What Makes Fleetwood Mac’s “Dreams” So Endlessly Meme-Worthy?
Nathan Apodaca isn't the first viral star to have been built on the band's 1977 anthem
If you’ve been on the internet at all in the past few weeks, you’re probably already aware of Nathan Apodaca, aka 420doggface208, the Idaho man who found himself thrust into the spotlight after he posted a TikTok of himself skateboarding along a highway while sipping on a full-sized bottle of Ocean Spray Cran-Raspberry juice and singing along to the Fleetwood Mac classic “Dreams.”
Apodaca’s original TikTok now has more than 35 million views, and according to the platform, it has inspired more than 134,000 tribute videos so far, netting almost a half-billion views. Celebrities from Jimmy Fallon to Shakira have shot their own “Dreams” videos, and Fleetwood Mac even got in on the trend, with both Mick Fleetwood and Stevie Nicks joining TikTok specifically to post their own versions of the “Dreams” meme.
The response has been overwhelming, both for Apodaca and the band. Ocean Spray bought the viral star a new truck filled with complimentary bottles of cranberry juice, naturally (the reason he was skateboarding in the video was that his truck broke down on his way to work), and fans have sent donations for him to put towards a down payment on a house. Meanwhile, according to Billboard, the popularity of the meme has carried “Dreams” back onto the Hot 100 chart for the first time since 1977, when it originally hit No. 1. (It is currently at No. 21 on the chart dated Oct. 17.) The song also earned its best ever weekly U.S. streams and download sales totals, with 13.4 million streams and 22,000 downloads in the week ending Oct. 8.

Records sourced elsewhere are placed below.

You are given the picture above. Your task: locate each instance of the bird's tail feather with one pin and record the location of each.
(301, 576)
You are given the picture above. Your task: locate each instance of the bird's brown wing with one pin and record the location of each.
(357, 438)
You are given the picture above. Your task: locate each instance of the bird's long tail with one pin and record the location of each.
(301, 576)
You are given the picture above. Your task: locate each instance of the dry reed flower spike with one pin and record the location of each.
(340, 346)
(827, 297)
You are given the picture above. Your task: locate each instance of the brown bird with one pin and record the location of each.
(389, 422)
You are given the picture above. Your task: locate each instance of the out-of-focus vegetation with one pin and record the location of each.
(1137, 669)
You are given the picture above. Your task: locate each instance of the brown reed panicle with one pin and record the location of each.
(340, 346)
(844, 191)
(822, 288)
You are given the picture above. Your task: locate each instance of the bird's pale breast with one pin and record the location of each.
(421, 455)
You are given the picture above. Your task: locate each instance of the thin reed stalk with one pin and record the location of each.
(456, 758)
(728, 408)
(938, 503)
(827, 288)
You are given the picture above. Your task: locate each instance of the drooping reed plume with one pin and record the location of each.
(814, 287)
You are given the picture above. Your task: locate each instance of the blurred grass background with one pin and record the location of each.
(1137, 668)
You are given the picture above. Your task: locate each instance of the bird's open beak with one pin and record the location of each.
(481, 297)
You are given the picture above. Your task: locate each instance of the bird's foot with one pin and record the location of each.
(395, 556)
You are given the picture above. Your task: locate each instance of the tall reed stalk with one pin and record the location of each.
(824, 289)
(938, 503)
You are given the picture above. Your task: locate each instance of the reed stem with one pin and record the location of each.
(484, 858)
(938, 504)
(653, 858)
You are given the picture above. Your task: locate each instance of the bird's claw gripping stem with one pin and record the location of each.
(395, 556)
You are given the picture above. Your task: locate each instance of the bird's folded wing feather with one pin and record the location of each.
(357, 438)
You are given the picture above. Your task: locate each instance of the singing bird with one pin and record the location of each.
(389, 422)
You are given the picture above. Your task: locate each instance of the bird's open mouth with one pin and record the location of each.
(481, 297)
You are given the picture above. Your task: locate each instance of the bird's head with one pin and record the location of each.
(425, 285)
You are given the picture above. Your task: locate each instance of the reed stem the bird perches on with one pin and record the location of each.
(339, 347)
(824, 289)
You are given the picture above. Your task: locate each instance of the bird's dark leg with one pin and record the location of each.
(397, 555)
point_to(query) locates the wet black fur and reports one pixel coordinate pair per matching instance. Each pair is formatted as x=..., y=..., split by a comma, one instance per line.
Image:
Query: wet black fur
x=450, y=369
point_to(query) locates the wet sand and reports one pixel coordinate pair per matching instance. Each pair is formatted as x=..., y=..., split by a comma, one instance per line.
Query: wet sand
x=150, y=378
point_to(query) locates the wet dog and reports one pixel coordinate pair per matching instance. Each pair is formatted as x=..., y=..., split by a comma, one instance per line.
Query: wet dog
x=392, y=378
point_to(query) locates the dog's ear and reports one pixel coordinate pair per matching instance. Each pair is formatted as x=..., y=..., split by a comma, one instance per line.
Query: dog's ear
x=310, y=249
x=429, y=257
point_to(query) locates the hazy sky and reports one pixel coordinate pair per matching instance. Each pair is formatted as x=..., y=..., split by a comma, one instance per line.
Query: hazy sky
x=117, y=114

It’s not the first time a meme has caused a major bump in sales for “Dreams,” however. In 2018, a since-deleted tweet paired footage of Alcorn State University’s Golden Girls dance troupe with the Rumours hit as a rebuttal to the notion that “Fleetwood Mac’s music is so boring, you can’t even dance to it.” It inspired a slew of fans to tweet out their own videos of themselves dancing to “Dreams” to prove the point, and carried the song all the way to the Top 20 on Billboard’s Rock Music chart. But what is it about the 43-year-old track that makes it so perfect for internet goofiness?
There’s the obvious, of course — it’s a great song. In some ways, it’s natural that one of the best tracks on an all-time great album (Rumours recently came in at No. 7 on Rolling Stone‘s contentious “500 Greatest Albums of All Time” list) would pop back into the zeitgeist as younger generations discover it for the first time. But more broadly, it’s simply a vibe that’s badly needed these days.
There’s a laidback, California cool to “Dreams” that almost transcends the tumultuous relationship between Nicks and bandmate/former boyfriend Lindsey Buckingham that inspired it. Sonically, it’s deceptively simple — a drum pattern punctuated by Buckingham’s memorable guitar riff — and as Nicks sings the opening lyrics to the song she famously penned in just 10 minutes, she sounds positively unbothered, shrugging, “Now here you go again, you say you want your freedom/Well, who am I to keep you down?”
Given everything the world has had to deal with in recent years (and especially this year in particular) — natural disasters, a deeply polarized political climate and, of course, a pandemic with no end in sight — it’s no wonder that people are gravitating toward a roll-with-the-punches mantra, be it in Nicks’s acceptance over her crumbling relationship or Apodaca’s decision to abandon his broken-down truck and simply glide into work on his skateboard. “There’s just too much chaos right now,” he recently told NPR when asked why he thought his TikTok went viral. “Everybody just needed something to relax to and vibe out with.”
Of course, that doesn’t mean “Dreams” ignores reality or shies away from conflict. As the Los Angeles Times’s Mikael Wood put it, “something alchemical happens in ‘Dreams’ — cool heats up, time slows down, boring becomes mesmerizing.” Nicks’s early nonchalance gives way to the melancholy revelation in the second verse that she’s had “crystal visions” about a future with Buckingham and her admission that “It’s only me who wants to wrap around your dreams.” But wanting something to work out doesn’t mean you can’t also recognize that it won’t, and “Dreams” opts for realism over nihilism. You can be sad and frustrated by what life throws at you while still accepting it and doing your best to move on, and there’s perhaps no more fitting message for the nightmare that is 2020 than that.
Sometimes you have to know when to lick your wounds and walk away — or in this case, wash them down with some cranberry juice and keep rolling.